Changes and additions

  • Introduces the tokens_xptr objects that extend the tokens objects with external pointers for a greater efficiency. Once tokens objects are converted to tokens_xptr objects using as.tokens_xptr(), tokens_*.tokens_xptr() methods are called automatically.

  • Improved C++ functions to allow the users to change the number of threads for parallel computing in more flexible manner using quanteda_options(). The value of threads can be changed in the middle of analysis pipeline.

  • Makes "word4" the default (word) tokeniser, with improved efficiency, language handling, and customisation options.

  • Replaced all occurrences of the magrittr %>% pipe with the R pipe |> introduced in R 4.1, although the %>% pipe is still re-exported and therefore available to all users of quanteda without loading any additional packages.

  • Added min_ntoken and max_ntoken to tokens_subset() and dfm_subset() to extract documents based on number of tokens easily. It is equivalent to selecting documents using ntoken().

  • Added a new argument apply_if that allows a tokens-based operation to apply only to documents that meet a logical condition. This argument has been added to tokens_select(), tokens_compound(), tokens_replace(), tokens_split(), and tokens_lookup(). This is similar to applying purrr::map_if() to a tokens object, but is implemented within the function so that it can be performed efficiently in C++.

  • Added new arguments append_key, separator and concatenator to tokens_lookup(). These allow tokens matched by dictionary values to be retained with their keys appended to them, separated by separator. The addition of the concatenator argument allows additional control at the lookup stage for tokens that will be concatenated from having matched multi-word dictionary values. (#2324)

  • Added a new argument remove_padding to ntoken() and ntype() that allows for not counting padding that might have been left over from tokens_remove(x, padding = TRUE). This changes the previous number of types from ntype() when pads exist, by counting pads by default. (#2336)

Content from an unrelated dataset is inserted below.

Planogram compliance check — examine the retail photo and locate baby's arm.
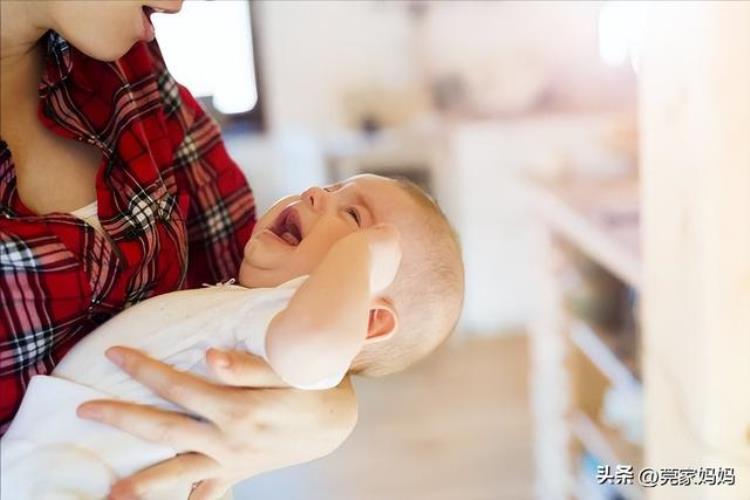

  • Removed dependency on RcppParallel to improve the stability of the C++ code. This change requires the users of Linux-like OS to install the Intel TBB library manually to enable parallel computing.

Removals

  • bootstrap_dfm() was removed for character and corpus objects. The correct way to bootstrap sentences is not to tokenize them as sentences and then bootstrap them from the dfm. This is consistent with requiring the user to tokenise objects prior to forming dfms or other “downstream” objects.

  • dfm() no longer works on character or corpus objects, only on tokens or other dfm objects. This was deprecated in v3 and removed in v4.

  • Very old arguments to dfm() options that were not visible but worked with warnings (such as stem = TRUE) are removed.

  • Deprecated or renamed arguments formerly passed in tokens() that formerly mapped to the v3 arguments with a warning are removed.

  • Methods for readtext objects are removed, since these are data.frame objects that are straightforward to convert into a corpus object.

  • topfeatures() no longer works on an fcm object. (#2141)

Deprecations

  • Some on-the-fly calculations applied to character or corpus objects that require a temporary tokenisation are now deprecated. This includes:
    • nsentence() – use lengths(tokens(x, what = "sentence")) instead;
    • ntype() – use ntype(tokens(x)) instead; and.
    • ntoken() – use ntoken(tokens(x)) instead.
    • char_ngrams() – use tokens_ngrams(tokens(x)) instead.
  • corpus.kwic() is deprecated, with the suggestion to form a corpus from using tokens_select(x, window = ...) instead.

Bug fixes and stability enhancements

  • tokens_group() works efficiently even when the number of documents and groups are very large.

Bug fixes and stability enhancements

  • Make detection of Intel oneAPI Threads Building Blocks (TBB) library more reliable.

Bug fixes and stability enhancements

  • Rewrite the recompilation function to serialize tokens more systematically (#2375).